それはルークの探していた守護者ではなく、SVFの残骸を継ぎはぎされて作られたSVFの形をした案山子であった。


「おんや、旅人さん、守護者様に興味がおありかい」


通りがかった村人がルークに声を掛けて来る。


「案山子に用は無い」


「いやいや、かつては本当に守護者様が守ってくれたんじゃよ、一度だけじゃがな」


「どうせ気まぐれだろう」


「だとしてもじゃ、今も案山子としてこの村を守ってくれてるんじゃ」


その村人の話によると通りがかった本物の守護者を地元の山賊が攻撃してしまい逆に酷い目にあったと。

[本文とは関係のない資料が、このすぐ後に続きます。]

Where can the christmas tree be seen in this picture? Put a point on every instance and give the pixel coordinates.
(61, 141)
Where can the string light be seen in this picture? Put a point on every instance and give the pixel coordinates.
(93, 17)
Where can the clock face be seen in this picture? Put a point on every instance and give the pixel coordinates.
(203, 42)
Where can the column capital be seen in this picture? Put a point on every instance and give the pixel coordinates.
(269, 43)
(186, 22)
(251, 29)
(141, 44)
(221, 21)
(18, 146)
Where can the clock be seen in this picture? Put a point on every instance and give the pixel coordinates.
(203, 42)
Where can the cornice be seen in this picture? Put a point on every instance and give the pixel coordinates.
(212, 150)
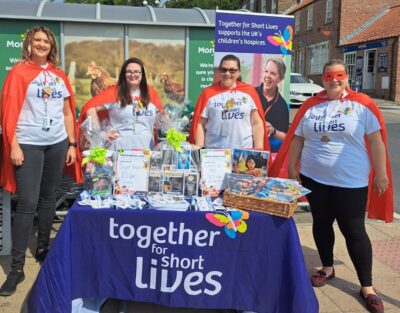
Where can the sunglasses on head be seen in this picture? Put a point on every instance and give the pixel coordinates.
(330, 76)
(230, 70)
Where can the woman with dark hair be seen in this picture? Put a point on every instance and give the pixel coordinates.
(228, 114)
(131, 107)
(38, 122)
(339, 139)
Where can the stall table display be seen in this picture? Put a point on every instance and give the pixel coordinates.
(176, 259)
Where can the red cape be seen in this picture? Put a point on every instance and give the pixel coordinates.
(109, 96)
(217, 89)
(12, 99)
(378, 207)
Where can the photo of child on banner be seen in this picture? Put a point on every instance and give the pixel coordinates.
(97, 162)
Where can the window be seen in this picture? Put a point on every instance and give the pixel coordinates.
(293, 63)
(96, 51)
(328, 14)
(318, 55)
(273, 7)
(350, 60)
(297, 23)
(310, 13)
(300, 62)
(251, 5)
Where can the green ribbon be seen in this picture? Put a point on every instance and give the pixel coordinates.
(174, 138)
(97, 155)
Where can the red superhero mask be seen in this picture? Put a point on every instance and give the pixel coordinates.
(338, 75)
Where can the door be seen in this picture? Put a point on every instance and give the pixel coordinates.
(369, 69)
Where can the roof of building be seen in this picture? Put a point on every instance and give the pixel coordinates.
(97, 13)
(299, 6)
(385, 27)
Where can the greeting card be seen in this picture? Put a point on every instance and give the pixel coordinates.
(132, 171)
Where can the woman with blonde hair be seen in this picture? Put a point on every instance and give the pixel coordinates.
(38, 122)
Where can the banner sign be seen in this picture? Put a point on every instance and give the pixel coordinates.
(253, 33)
(365, 46)
(178, 259)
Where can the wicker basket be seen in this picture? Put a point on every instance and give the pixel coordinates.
(252, 203)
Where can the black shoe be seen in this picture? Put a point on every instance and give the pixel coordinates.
(10, 285)
(41, 255)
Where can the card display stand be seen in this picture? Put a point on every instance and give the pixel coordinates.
(5, 222)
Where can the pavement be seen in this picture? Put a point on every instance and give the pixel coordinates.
(340, 295)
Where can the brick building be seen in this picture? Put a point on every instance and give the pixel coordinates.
(268, 6)
(364, 33)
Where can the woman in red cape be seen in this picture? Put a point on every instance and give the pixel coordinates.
(130, 106)
(228, 88)
(339, 137)
(38, 123)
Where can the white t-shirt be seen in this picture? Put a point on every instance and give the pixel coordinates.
(30, 126)
(228, 120)
(136, 128)
(342, 159)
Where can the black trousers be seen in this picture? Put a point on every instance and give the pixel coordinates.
(36, 180)
(347, 207)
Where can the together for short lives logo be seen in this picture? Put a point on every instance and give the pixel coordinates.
(169, 271)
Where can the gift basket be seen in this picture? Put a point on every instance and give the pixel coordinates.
(275, 196)
(98, 162)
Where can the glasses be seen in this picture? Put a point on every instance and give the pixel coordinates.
(330, 76)
(230, 70)
(129, 73)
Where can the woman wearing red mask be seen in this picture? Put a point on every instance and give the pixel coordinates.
(339, 139)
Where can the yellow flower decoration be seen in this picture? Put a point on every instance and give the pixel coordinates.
(174, 138)
(97, 155)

それで前々から酷い目にあっていたこの村は、遠目から見れば守護者に見えるSVFの案山子を作り、

村を襲撃しようと企む山賊らを追い払って来たと言う。


「(これはいい話を聞いたぜ)」


なんと村に偵察に来ていた通りすがりの山賊が偶然にもこの話を聞いていた。

そしてさっそく山賊の親玉の元へと行き、報告する。


「かくかくしかじかでして・・・」


「あの村人共、俺達を騙してやがったな!もう我慢ならねぇ!」


山賊の親玉は盗品のゾークを起動すると、巨大な棍棒を持ち村に乗り込んだ。




ゾークが棍棒を振り回し、村の家屋を破壊していく。

村人達の悲鳴が上がる中、一人の老人が前に出て来た。


「お主らにはこの守護者様が見えんのか!今直ぐやめないと酷い目にあうぞ!」


「へっ!そんな紛い物!」


ゾークは棍棒を守護者の案山子にぶつけると、ソレはバラバラになった。


「ああ、我らが守護者様が・・・」


「けっ、何が守護者だ。ただのスクラップじゃねーか」


「同感だ。そいつは守護者では無い」


そこに割って入ったのはルークの乗ったゼクロスだった。


見慣れないSVFに警戒する山賊の親玉。


「み、見ねえ機体だな。お前なにもんでい!」


「何者でもいい。・・・が、この村を破壊されては困る者だ」


「何を言って・・・うおっ!?」


ゼクロスはソークの手を掴むと空高く舞い上がった。

具体的に言うと、SVFに乗っていても落ちると死ぬ高さである。


「手を離せ!いや、離すな!」


「お前に聞きたい事がある。本物の守護者についてだ」


「あっしの知ってる事ならなんでも言いますから!だから下ろしてくれ!」


「いいだろう。それと部下達にも破壊行為をやめるよう伝えろ」


「はいいいい!わ、わかりましたあ!」


こうして観念した山賊の親玉は地上へと下ろされた。


「で、守護者の情報は?」


「俺達を襲った後は王都ロンデミオンの方へ向かっていきやした」


「なるほど、そっちの方角か」


ルークはゼクロスに方角と地図をインプットすると村を後にしようとした。

そこには必死で頭を下げる老人の姿と手を振る少女の姿があった。


「任務完了・・・の前にやる事があったか」


ゼクロスは山賊の乗っていた無人のゾークを持ち上げると放り投げ、それをメガランチャーで完全に破壊した。

その後ルークは村人達の反応を気にする事無く今度こそ村を後にした。




それから数ヶ月後、守護者の案山子は撤去され、代わりにゼクロスの案山子が作られたという。